Il est aisé de remarquer que tous les calculs touchant la balance du commerce sont fondés sur des suppositions, & sur des faits incertains. On convient que les registres des douannes sont une base insuffisante. Le prix du change n’est guere meilleur, à moins que de le comparer avec celui de toutes les nations, & de connoître aussi les proportions des différentes sommes remises ; ce que l’on peut assurer hardiment, être impossible.

M. Melon avoit dit avant M. Hume (Essai politique sur le commerce) que pour établir une balance exacte du commerce, il falloit joindre à l’état des choses importées & exportées, un examen du change : non d’un change momentané de quelques jours, mais la totalité des changes d’une année ; opération à-peu-près impossible ou du moins dont le résultat n’offriroit rien de certain, à cause des relations intermédiaires qui peuvent se trouver entre deux places de commerce.

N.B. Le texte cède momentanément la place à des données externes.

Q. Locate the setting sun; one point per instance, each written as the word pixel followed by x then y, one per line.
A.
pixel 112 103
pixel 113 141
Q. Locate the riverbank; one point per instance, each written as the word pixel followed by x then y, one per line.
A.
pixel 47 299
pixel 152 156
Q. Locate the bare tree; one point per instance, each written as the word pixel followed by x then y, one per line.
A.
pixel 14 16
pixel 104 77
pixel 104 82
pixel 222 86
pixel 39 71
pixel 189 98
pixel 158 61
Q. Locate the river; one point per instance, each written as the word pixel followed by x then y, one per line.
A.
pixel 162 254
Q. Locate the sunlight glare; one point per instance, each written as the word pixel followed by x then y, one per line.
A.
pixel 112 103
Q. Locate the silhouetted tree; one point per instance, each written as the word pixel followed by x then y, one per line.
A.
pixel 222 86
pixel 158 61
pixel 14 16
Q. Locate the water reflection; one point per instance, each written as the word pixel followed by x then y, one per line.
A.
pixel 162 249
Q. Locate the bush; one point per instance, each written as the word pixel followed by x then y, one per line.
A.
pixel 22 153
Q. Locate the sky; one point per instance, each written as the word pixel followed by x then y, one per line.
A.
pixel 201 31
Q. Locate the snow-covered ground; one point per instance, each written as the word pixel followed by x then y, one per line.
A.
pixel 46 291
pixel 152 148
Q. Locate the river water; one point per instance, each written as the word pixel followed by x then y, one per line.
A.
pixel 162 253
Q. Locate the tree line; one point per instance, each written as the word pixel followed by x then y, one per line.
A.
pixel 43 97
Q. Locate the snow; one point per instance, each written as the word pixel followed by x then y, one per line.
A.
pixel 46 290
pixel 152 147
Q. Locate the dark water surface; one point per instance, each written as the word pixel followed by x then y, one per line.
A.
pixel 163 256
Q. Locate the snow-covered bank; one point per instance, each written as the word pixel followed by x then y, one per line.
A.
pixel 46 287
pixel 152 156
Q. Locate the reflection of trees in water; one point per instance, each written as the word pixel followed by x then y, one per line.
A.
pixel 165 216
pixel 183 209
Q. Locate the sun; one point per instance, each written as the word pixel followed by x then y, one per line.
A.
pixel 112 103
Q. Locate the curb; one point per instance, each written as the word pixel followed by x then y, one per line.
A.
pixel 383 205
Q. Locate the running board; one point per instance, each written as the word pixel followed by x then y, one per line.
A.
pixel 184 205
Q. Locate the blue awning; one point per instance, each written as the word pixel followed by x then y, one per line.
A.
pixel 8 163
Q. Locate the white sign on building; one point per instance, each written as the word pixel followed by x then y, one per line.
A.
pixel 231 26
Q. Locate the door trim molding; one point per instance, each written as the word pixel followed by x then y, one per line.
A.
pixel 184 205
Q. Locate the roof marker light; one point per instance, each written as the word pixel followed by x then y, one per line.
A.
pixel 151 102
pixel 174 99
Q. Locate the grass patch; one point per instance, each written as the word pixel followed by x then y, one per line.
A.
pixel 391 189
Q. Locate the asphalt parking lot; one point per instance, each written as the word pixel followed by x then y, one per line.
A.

L’auteur de l’ordre essentiel & politique des sociétés, va plus loin : il traite tout systême de balance du commerce, de chimere. Il expose avec force les inconvéniens de cette prétention : de vouloir beaucoup vendre, & acheter peu. Il démontre, qu’en supposant tout l’argent de plusieurs nations rassemblé en une seule, il en résulteroit un renchérissement dans la main-d’œuvre : ce qui opéreroit l’apauvrissement des propriétaires fonciers, du souverain, des cultivateurs, & diminueraoit la masse des productions territoriales, tandis que la classe industrieuse, après s’être enrichie, iroit porter sa fortune en pays étranger.

D’un autre côté, si cette nation renchérissoit, comme elle y seroit obligée, ses productions & les ouvrages de l’industrie, l’étranger, loin d’en acheter, lui vendroit les siens ou ceux de ses voisins. En vain elle chercheroit à les écarter par des prohibitions, il les introduiroit clandestinement, & il enleveroit ainsi, une partie d’argent qui seroit perdue pour la classe productive.

Cet écrivain, allant ensuite au-devant de l’objection, que comme la masse d’argent va toujours croissant d’année en année dans notre continent, la balance du commerce peut servir à s’approprier une bonne portion de cet accroissement ; il répond que cette balance est inutile ; que le bénéfice est un effet naturel & nécessaire de la liberté du commerce ; qu’enfin cet accroissement si desiré d’argent, s’opere de lui-même, quand on ne fait rien pour l’empêcher ; attendu que c’est par la liberté que se multiplient les valeurs qui doivent être échangées contre l’argent.